Deep space exploration is firmly within reach, but health decline during extended spaceflight remains a key challenge. In this study, we performed comparative transcriptomic analysis of Caenorhabditis elegans responses to varying degrees of hypergravity and to two spaceflight experiments (ICE-FIRST and CERISE). We found that progressive hypergravitational load concomitantly increases the extent of differential gene regulation and that subtle changes in ∼1,000 genes are reproducibly observed during spaceflight-induced microgravity. Consequently, we deduce those genes that are concordantly regulated by altered gravity per se or that display inverted expression profiles during hypergravity versus microgravity. Through doing so, we identify several candidate targets with terrestrial roles in neuronal function and/or cellular metabolism, which are linked to regulation by daf-16/FOXO signaling. These data offer a strong foundation from which to expedite mechanistic understanding of spaceflight-induced maladaptation in higher organisms and, ultimately, promote future targeted therapeutic development.

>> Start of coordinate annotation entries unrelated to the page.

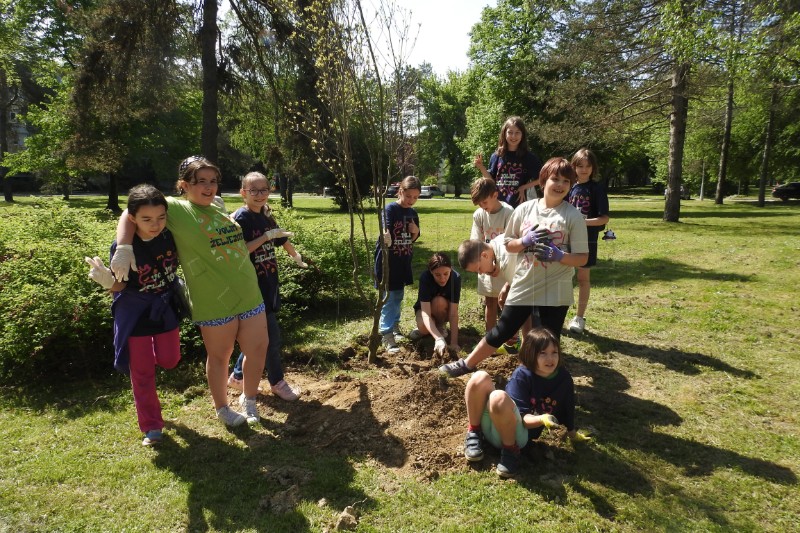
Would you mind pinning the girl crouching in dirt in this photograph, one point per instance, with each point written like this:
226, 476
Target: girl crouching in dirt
540, 394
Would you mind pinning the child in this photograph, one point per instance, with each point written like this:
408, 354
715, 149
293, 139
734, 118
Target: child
488, 221
590, 198
550, 237
221, 283
401, 229
262, 235
512, 166
540, 394
146, 330
437, 303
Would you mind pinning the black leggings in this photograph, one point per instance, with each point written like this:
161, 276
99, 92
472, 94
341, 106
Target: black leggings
514, 316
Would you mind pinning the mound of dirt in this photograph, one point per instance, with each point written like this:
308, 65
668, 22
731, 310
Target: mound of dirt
404, 414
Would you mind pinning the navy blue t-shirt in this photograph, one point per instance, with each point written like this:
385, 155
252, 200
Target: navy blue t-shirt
429, 289
254, 225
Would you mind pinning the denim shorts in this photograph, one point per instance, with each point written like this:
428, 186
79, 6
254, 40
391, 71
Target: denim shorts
241, 316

深空探索是绝对可以实现的，但是长时间太空飞行期间健康状况下降仍然是关键挑战。在这项研究中，我们进行了秀丽隐杆线虫对不同程度的超重力反应以及对两个航天实验（ICE-FIRST和CERISE）的反应的转录组分析。我们发现，渐进式超重力负荷会同时增加差异基因调控的程度，并且在航天诱导的微重力作用下可重复观察到约1,000个基因的细微变化。因此，我们推论了那些受到重力改变本身一致调节的基因或在超重力与微重力之间显示反向表达谱。通过这样做，我们确定了几个在神经元功能和/或细胞代谢中具有陆地作用的候选靶标，这些靶标与daf-16 / FOXO信号的调控有关。这些数据为加快对高等生物中由航天引起的适应不良的机理的理解提供了坚实的基础，并最终促进了未来靶向治疗的发展。